Abstract
RNA editing is a co- or post-transcriptional modification through which some cells can make discrete changes to specific nucleotide sequences within an RNA molecule after transcription. Previous studies found that RNA editing may be critically involved in cancer and aging. However, the function of RNA editing in human early embryo development is still unclear. In this study, through analyzing single cell RNA sequencing data, 36.7% RNA editing sites were found to have a have differential editing ratio among early embryo developmental stages, and there was a great reprogramming of RNA editing rates at the 8-cell stage, at which most of the differentially edited RNA editing sites (99.2%) had a decreased RNA editing rate. In addition, RNA editing was more likely to occur on RNA splicing sites during human early embryo development. Furthermore, long non-coding RNA (lncRNA) editing sites were found more likely to be on RNA splicing sites (odds ratio = 2.19, P = 1.37×10−8), while mRNA editing sites were less likely (odds ratio = 0.22, P = 8.38×10−46). Besides, we found that the RNA editing rate on lncRNA had a significantly higher correlation coefficient with the percentage spliced index (PSI) of lncRNA exons (R = 0.75, P = 4.90×10−16), which indicated that RNA editing may regulate lncRNA splicing during human early embryo development.

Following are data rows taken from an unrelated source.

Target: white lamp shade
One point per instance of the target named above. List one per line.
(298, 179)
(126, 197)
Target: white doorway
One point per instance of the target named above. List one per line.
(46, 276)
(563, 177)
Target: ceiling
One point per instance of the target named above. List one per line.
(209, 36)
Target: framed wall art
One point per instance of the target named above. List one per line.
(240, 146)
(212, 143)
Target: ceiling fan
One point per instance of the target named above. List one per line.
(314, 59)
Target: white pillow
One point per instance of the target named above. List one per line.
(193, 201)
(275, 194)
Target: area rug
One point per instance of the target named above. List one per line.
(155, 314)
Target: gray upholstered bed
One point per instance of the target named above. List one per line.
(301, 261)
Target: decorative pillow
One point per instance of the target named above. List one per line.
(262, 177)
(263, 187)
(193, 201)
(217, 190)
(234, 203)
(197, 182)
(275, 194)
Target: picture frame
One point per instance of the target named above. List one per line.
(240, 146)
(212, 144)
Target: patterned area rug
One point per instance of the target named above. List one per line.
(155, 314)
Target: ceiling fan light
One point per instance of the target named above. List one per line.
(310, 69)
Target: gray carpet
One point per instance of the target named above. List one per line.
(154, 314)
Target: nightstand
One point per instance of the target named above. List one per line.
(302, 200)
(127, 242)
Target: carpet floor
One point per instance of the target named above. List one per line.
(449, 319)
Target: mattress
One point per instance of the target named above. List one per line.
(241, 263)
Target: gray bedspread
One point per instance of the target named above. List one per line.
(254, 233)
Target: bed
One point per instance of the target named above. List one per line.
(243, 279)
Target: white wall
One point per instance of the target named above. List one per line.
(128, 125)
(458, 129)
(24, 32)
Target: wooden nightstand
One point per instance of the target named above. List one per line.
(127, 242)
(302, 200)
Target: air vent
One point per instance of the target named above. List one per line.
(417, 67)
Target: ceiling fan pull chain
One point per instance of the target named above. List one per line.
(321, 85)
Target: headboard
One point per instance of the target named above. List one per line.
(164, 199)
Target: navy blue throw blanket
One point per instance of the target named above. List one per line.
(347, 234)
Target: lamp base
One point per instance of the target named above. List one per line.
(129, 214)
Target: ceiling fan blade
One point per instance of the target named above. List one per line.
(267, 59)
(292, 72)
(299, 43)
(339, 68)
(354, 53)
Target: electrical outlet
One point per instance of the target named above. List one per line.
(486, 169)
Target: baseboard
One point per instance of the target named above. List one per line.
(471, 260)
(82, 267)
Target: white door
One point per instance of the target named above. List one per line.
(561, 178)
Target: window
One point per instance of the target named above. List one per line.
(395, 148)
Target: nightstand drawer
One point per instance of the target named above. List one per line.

Finally, functional analysis revealed that those RNA editing-regulated lncRNAs were enriched in signal transduction, the regulation of transcript expression, and the transmembrane transport of mitochondrial calcium ion. Overall, our study might provide a new insight into the mechanism of RNA editing on lncRNAs in human developmental biology and common birth defects.
Highlights
Embryo development is a complicated biological process in which a large number of genes and factors are involved
Through analyzing the sequencing data and computational biology, we found that RNA editing could regulate the alternative splicing of long-noncoding RNAs in human early embryo development
The reason could be DEseq and DEsingle are better at the raw read count data, while MAST is more suitable for transcripts per million (TPM) data
Summary
Embryo development is a complicated biological process in which a large number of genes and factors are involved. Dynamic changes in gene expression were found during human early embryo development [1]. Each developmental stage can be delineated concisely by a small number of functional modules of co-expressed genes. The sequential order of transcriptional changes in pathways of the cell cycle, gene regulation, translation, and metabolism, act in a step-wise manner from cleavage to morula [2]. The molecular mechanism behind the dynamic changes in gene expression during early embryo development is still unclear. Zygotic genome activation (ZGA) at 8-cell stage promotes a remarkable reprogramming of gene expression patterns, coupled with the generation of novel transcripts that are not expressed in oocytes. The mechanism by which ZGA achieves such reprogramming needs to be further studied [3]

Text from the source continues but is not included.